Той же ночью произошло еще одно происшествие. К нам в Вятские Поляны прибыла дивизия Азина. Сидим мы в его штабе вместе с начштаба Овчинниковым, вдруг слышим по селу стрельбу. Овчинников тут же распорядился разослать пешие и конные патрули, и через час все стихло. Кто и зачем стрелял, мы узнали только через несколько дней. Чекисты сообщили, что это были белые диверсанты, которые хотели вызвать в дивизии панику. Но в 1919 году наши части уже не паниковали. Тем более у Азина.
Наутро я уехал в Казань. Склады я эвакуировал вовремя. Скоро в Вятские Поляны вошли белые.
В Казань, где располагался штаб нашей армии, я приехал под 1 мая 1919 года. Пролетарский праздник там отмечали широко, на большой площади были собраны войска, рабочие, трудящиеся. По всему городу проходили митинги, на некоторых выступил и я. Нас, большевиков, здесь поддерживал в основном русский пролетариат. Рабочие-татары по безграмотности в своей массе к политике были равнодушны. Как и многие другие крупные города в то время, Казань была наводнена купцами, дворянами, торговцами, бывшими офицерами и прочей сволочью, которая, как только могла, вредила советской власти. Кто-то из «бывших» поджег прекрасный казанский Оперный театр. Горел он так, что напоминал кипящий котел. До него не долетали струи из брандспойтов – вода испарялась на лету, и театр сгорел дотла. Другими словами, у здешней ЧК было много работы, и мы ей всячески помогали. Я, например, вплоть до 1920 года был ее внештатным сотрудником.

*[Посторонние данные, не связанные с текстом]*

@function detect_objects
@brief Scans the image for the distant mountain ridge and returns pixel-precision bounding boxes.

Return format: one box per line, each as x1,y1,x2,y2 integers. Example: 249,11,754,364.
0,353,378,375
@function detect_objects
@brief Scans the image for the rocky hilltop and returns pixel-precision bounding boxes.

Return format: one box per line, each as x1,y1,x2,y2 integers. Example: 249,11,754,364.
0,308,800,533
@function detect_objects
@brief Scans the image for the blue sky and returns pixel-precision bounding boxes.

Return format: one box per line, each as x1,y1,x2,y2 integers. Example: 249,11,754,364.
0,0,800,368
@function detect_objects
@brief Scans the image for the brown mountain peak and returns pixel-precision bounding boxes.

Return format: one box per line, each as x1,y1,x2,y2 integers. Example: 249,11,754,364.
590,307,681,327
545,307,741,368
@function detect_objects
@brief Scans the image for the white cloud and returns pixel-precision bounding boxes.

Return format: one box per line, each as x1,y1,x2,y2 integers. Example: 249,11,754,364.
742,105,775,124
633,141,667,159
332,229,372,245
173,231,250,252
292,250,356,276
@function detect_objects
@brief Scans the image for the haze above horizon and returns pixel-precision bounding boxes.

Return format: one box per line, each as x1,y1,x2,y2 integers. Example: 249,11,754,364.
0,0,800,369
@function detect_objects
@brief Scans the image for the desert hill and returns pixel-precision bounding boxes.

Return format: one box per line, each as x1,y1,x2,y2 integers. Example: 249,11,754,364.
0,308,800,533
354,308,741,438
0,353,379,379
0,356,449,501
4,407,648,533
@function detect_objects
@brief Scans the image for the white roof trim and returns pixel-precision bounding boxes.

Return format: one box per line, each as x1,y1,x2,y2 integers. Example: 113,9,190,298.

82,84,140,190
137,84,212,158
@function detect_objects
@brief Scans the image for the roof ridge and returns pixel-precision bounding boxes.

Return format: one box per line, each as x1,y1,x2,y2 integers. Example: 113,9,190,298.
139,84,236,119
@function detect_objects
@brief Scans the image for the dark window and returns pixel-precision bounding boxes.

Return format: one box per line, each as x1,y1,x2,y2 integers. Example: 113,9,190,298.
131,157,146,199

Настроение солдат тоже было неважное, и не без причин. Политически они были развиты плохо, во многих вопросах не разбирались. К тому же белые тогда зажали советскую республику в кольцо: с востока они дошли до Вятки и Казани, с юга – почти до Орла, на севере взяли Архангельск. Трудно было воевать без хлеба Украины и Сибири, без железа и угля Донбасса, без нефти Кавказа. Хотя положение было очень тяжелым, внутренне все мы были уверены в победе, ибо правда была на нашей стороне, а это – главное.